Sant’Anna
26 Luglio
(testo e foto di Vincenzo Campo)

Il convento di S. Anna di Giuliana è uno dei luoghi cruciali della storia del francescanesimo siciliano. Sorge a circa due chilometri dal centro abitato su un colle circondato da querce lungo la strada che porta a Chiusa Sclafani.
Già esistente nel Medioevo come cenobio abitato da eremiti, nel 1460 fu dato ai minori osservanti.
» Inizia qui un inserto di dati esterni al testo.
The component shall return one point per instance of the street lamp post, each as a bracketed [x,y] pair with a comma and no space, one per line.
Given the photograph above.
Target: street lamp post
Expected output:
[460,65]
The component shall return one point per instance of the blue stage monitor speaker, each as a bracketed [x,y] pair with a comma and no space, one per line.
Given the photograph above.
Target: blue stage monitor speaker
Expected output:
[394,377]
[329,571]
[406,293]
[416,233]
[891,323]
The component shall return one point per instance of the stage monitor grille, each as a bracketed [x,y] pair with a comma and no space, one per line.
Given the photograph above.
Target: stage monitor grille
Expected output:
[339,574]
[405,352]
Nel 1534 il convento di Giuliana passò ai frati minori riformati sotto la guida di fra’ Simone da Calascibetta che, introducendo la riforma in Sicilia, propose un ritorno ancora più forte allo spirito di povertà voluto da san Francesco d’Assisi. I frati riformati produssero tra il popolo un senso di ammirazione per la loro vita fatta di sacrifici e penitenze, ma alla morte di fra’ Simone, avvenuta nel 1546, il convento di S. Anna ritornò agli osservanti.
Il convento fu riformato una seconda volta nel 1580 ad opera di fra’ Bonaventura Sciascia e per ordine di fra’ Francesco Gonzaga.
Dopo le leggi eversive del 1866 e del 1867 il cenobio di Giuliana fu soppresso ma rimase la chiesa e il culto fu mantenuto da un eremita che raccoglieva con la questua nelle campagne dei dintorni prodotti agricoli come grano, olio e vino.
Il convento di S. Anna si trova attualmente in pessime condizioni a causa dei danni provocati dal terremoto del 1968 e dall’incuria umana. Sin dai tempi antichi la chiesa è stata un luogo di devozione per S. Anna, madre di Maria. Il 26 luglio, festa di S. Anna, molti fedeli di Giuliana, Chiusa Sclafani e Bisacquino continuano a recarsi in pellegrinaggio in questo luogo che, pur se in rovina, emana un intatto fascino spirituale. Un tempo il pellegrinaggio, durante il quale veniva cantato il rosario in dialetto siciliano, avveniva a piedi scalzi e si concludeva con la sagra dell’anguria.
Nel convento di S. Anna vissero tanti uomini rimasti nella storia del francescanesimo per la loro santità di vita. Tra essi ricordiamo San Benedetto il Moro, il Beato fra’ Simone Napoli da Calascibetta e il Venerabile frat’Angelo da Giuliana.
Bibliografia essenziale
1) V. Campo e G. Scaturro, Il Convento di S. Anna di Giuliana, Corleone 2001.
2) A. G. Marchese, Il Convento di Sant’Anna di Giuliana, Palermo 2001.